Can you tell me a bit about the video?
It went great. One of our buddies, who is a huge music fan and serious collector, has his garage full of records and memorabilia. It’s a place we hang out when we’re in town, and we invited about 50 of our closest friends over and cooked and set up in the garage and played.
There are a lot of influences in your music, from soul to Southern rock. Do you attribute that to where you’re from?
I think it has a lot to do with it, the melting pot that’s in Texas, for sure. As far as songwriting, there are a lot of people we write with and hang out with and pick with around town. A band called Deadman has some really brilliant songwriters and so does The Memphis Strange.
It also has a lot to do with the fact that everybody in the band writes, and obviously have their personal influences. I think that really comes across. I bring in an idea, and it may sound like a Kristofferson song, but by the time we get through with it, it sounds like a Meters song.
You have two previous records, Pick Your Head Up and Something They Ain’t. How was the process of making those different from And You Are Me?
Something They Ain’t was something we funded ourselves and kind of did in chunks when we could, when we could afford it. It was mostly songs we’d been sitting on for a while. Pick Your Head Up was done in an amazing studio – East Austin Recording – with Stephen Doster and engineer James Stevens, and it was the first time we’d been able to sit down with a producer and do pre-production, look at songs and really start writing together, and I think you can hear it. This one, we did with R. S. Field [Justin Townes Earle, Webb Wilder] and did much of it in the Spank Factory in Nashville and some down here in Public Hi-Fi. The songwriting is the most evident growth – writing together as opposed to just bringing songs in.
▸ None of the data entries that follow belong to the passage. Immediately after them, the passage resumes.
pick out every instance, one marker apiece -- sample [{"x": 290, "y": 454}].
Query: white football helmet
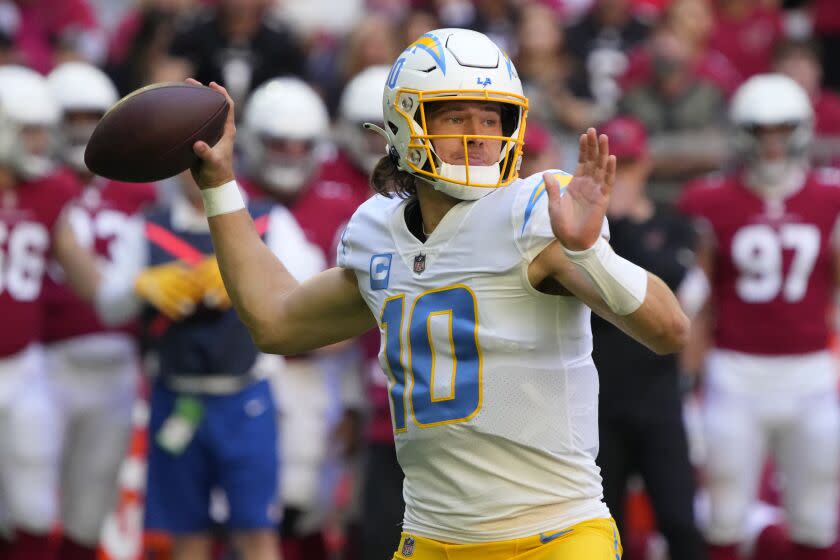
[
  {"x": 283, "y": 109},
  {"x": 84, "y": 94},
  {"x": 772, "y": 100},
  {"x": 361, "y": 101},
  {"x": 26, "y": 103},
  {"x": 449, "y": 64}
]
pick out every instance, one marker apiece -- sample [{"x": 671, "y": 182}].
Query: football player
[
  {"x": 33, "y": 228},
  {"x": 91, "y": 369},
  {"x": 284, "y": 127},
  {"x": 481, "y": 284},
  {"x": 359, "y": 150},
  {"x": 770, "y": 254}
]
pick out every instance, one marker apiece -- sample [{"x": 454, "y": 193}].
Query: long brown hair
[{"x": 388, "y": 180}]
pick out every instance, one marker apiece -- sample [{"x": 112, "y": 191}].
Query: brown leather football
[{"x": 149, "y": 134}]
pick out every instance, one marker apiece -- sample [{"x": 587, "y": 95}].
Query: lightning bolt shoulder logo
[{"x": 428, "y": 43}]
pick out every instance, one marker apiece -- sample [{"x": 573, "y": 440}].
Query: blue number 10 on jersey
[{"x": 460, "y": 308}]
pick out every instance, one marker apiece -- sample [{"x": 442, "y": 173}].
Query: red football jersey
[
  {"x": 340, "y": 170},
  {"x": 28, "y": 215},
  {"x": 322, "y": 209},
  {"x": 97, "y": 217},
  {"x": 773, "y": 276}
]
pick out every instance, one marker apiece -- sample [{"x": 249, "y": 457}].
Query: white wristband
[
  {"x": 622, "y": 284},
  {"x": 222, "y": 200}
]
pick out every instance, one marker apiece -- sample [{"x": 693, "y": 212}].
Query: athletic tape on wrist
[
  {"x": 622, "y": 284},
  {"x": 222, "y": 200}
]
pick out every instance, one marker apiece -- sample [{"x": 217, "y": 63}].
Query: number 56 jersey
[
  {"x": 492, "y": 387},
  {"x": 773, "y": 278}
]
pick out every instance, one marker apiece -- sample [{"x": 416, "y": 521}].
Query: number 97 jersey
[
  {"x": 492, "y": 387},
  {"x": 773, "y": 277}
]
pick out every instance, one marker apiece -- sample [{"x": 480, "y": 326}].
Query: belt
[{"x": 209, "y": 384}]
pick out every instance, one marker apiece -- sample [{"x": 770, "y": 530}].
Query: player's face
[
  {"x": 773, "y": 141},
  {"x": 466, "y": 118},
  {"x": 284, "y": 148}
]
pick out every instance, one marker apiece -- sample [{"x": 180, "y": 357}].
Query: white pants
[
  {"x": 784, "y": 405},
  {"x": 308, "y": 396},
  {"x": 28, "y": 449},
  {"x": 65, "y": 418}
]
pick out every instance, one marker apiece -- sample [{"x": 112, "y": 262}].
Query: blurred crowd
[{"x": 305, "y": 74}]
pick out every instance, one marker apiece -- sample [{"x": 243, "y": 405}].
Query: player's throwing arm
[{"x": 283, "y": 316}]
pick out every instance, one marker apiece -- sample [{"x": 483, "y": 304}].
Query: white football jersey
[{"x": 494, "y": 395}]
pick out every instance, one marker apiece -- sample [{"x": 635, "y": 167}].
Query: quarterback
[{"x": 481, "y": 284}]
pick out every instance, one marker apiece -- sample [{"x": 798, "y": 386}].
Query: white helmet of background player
[
  {"x": 28, "y": 117},
  {"x": 361, "y": 101},
  {"x": 84, "y": 94},
  {"x": 773, "y": 100},
  {"x": 445, "y": 65},
  {"x": 283, "y": 122}
]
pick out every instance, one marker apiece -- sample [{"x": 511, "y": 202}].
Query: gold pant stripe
[{"x": 596, "y": 539}]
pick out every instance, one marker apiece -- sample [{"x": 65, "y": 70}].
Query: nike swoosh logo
[{"x": 548, "y": 538}]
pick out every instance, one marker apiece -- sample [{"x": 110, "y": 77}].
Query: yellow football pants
[{"x": 596, "y": 539}]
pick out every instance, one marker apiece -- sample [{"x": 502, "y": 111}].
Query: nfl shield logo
[
  {"x": 419, "y": 263},
  {"x": 408, "y": 546}
]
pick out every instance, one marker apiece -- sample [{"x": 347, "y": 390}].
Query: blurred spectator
[
  {"x": 213, "y": 423},
  {"x": 454, "y": 13},
  {"x": 641, "y": 425},
  {"x": 359, "y": 149},
  {"x": 599, "y": 44},
  {"x": 283, "y": 125},
  {"x": 541, "y": 151},
  {"x": 139, "y": 50},
  {"x": 238, "y": 44},
  {"x": 692, "y": 22},
  {"x": 745, "y": 31},
  {"x": 825, "y": 15},
  {"x": 373, "y": 42},
  {"x": 47, "y": 32},
  {"x": 495, "y": 19},
  {"x": 545, "y": 67},
  {"x": 415, "y": 24},
  {"x": 8, "y": 54},
  {"x": 111, "y": 12},
  {"x": 686, "y": 112},
  {"x": 800, "y": 60},
  {"x": 320, "y": 17}
]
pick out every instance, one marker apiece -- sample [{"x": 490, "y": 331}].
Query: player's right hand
[
  {"x": 170, "y": 288},
  {"x": 215, "y": 165}
]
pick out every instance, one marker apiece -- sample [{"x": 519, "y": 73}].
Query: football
[{"x": 149, "y": 134}]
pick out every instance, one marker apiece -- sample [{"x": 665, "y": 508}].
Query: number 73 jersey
[
  {"x": 492, "y": 387},
  {"x": 773, "y": 278}
]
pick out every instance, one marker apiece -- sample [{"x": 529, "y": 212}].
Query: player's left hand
[
  {"x": 577, "y": 216},
  {"x": 209, "y": 277}
]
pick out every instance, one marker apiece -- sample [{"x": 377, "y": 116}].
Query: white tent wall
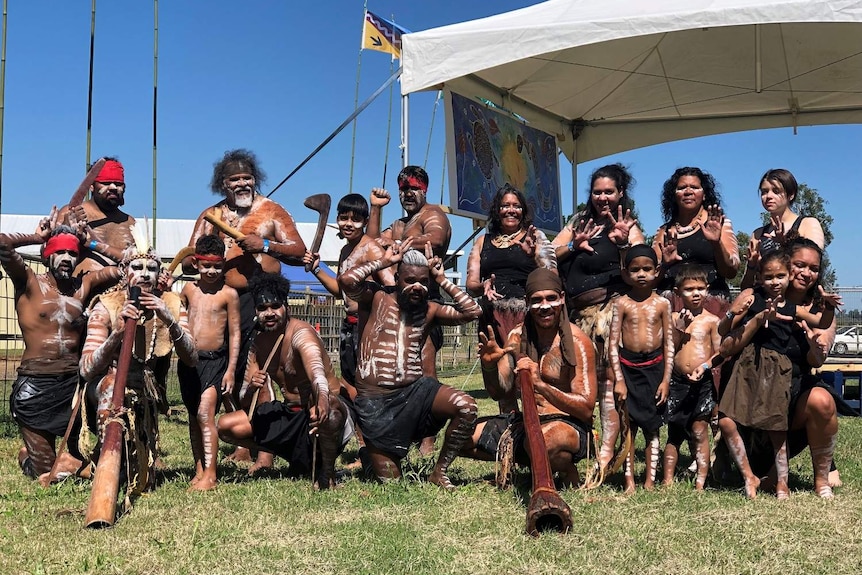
[{"x": 625, "y": 74}]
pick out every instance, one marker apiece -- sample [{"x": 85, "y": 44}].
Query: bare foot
[
  {"x": 426, "y": 448},
  {"x": 751, "y": 486},
  {"x": 239, "y": 455},
  {"x": 440, "y": 479},
  {"x": 203, "y": 484}
]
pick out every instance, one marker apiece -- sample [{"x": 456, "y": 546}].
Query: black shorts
[
  {"x": 391, "y": 422},
  {"x": 496, "y": 425},
  {"x": 43, "y": 403}
]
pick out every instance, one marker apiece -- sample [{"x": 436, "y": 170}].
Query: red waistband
[{"x": 658, "y": 359}]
Do you think lyrical subject matter has changed?
I think both have matured. We usually write about whatever’s going on in our lives, but try to keep it broad enough so people can read into it however they might want to.
Every band member is a lyricist, so how do your styles differ?
Jon, our newest guy, is extremely prolific. He’s one of those guys who’s writing 10 songs a day. He always has ideas. The drummer, Josh, he grew up in drum line and listening to jazz, and his contribution is a lot of arrangement-type things. Mike comes from more of a rock ‘n’ roll background and writes stuff on guitar more, starting with a riff. Kevin does the most singer/songwriter stuff. I was into poetry and literature before I got into music, so I come up with lyrical ideas before I get to the music. Then there’s three or four songs on this album when we all sat in a room together and wrote them from scratch. Everyone was writing on their own before, so now we’re learning how to write together.
You put a great emphasis on putting on a memorable live performance. Why?
I think it’s a really important thing. There’s a split between listening to somebody’s record and seeing them live. Listening to a record can be a really personal experience and you relate to it how you do, but live is a communal experience and so in-the-moment. It takes a live performance to shake people down and get them in that moment.
You’ve really hit the festivals hard, especially this year. Is there one particularly memorable?
They’ve all been really great for different reasons. Mountain Jam was really beautiful with a lot of great acts. We just did one in Tennessee – the Riverbend in Chattanooga, which had really great people. As long as we have a bunch of people having a good time, it’s great.
Do you think the band would be very different if you weren’t all lyric contributors?
Sure [laughs]. That’s what makes it stick out. When you force all those influences together, you get what you get.
Musically, do you have very different tastes?
Yeah, there’s a big common ground of artists we like or, at least, respect. Then there are fringe influences of each individual that are brought in. There’s good music and bad music, and we all like good music…I just read the article you guys did on Rodney Crowell and Mary Karr, and it was fantastic. He’s definitely a big influence of ours, and we got to see him not too long ago and meet him, which was great.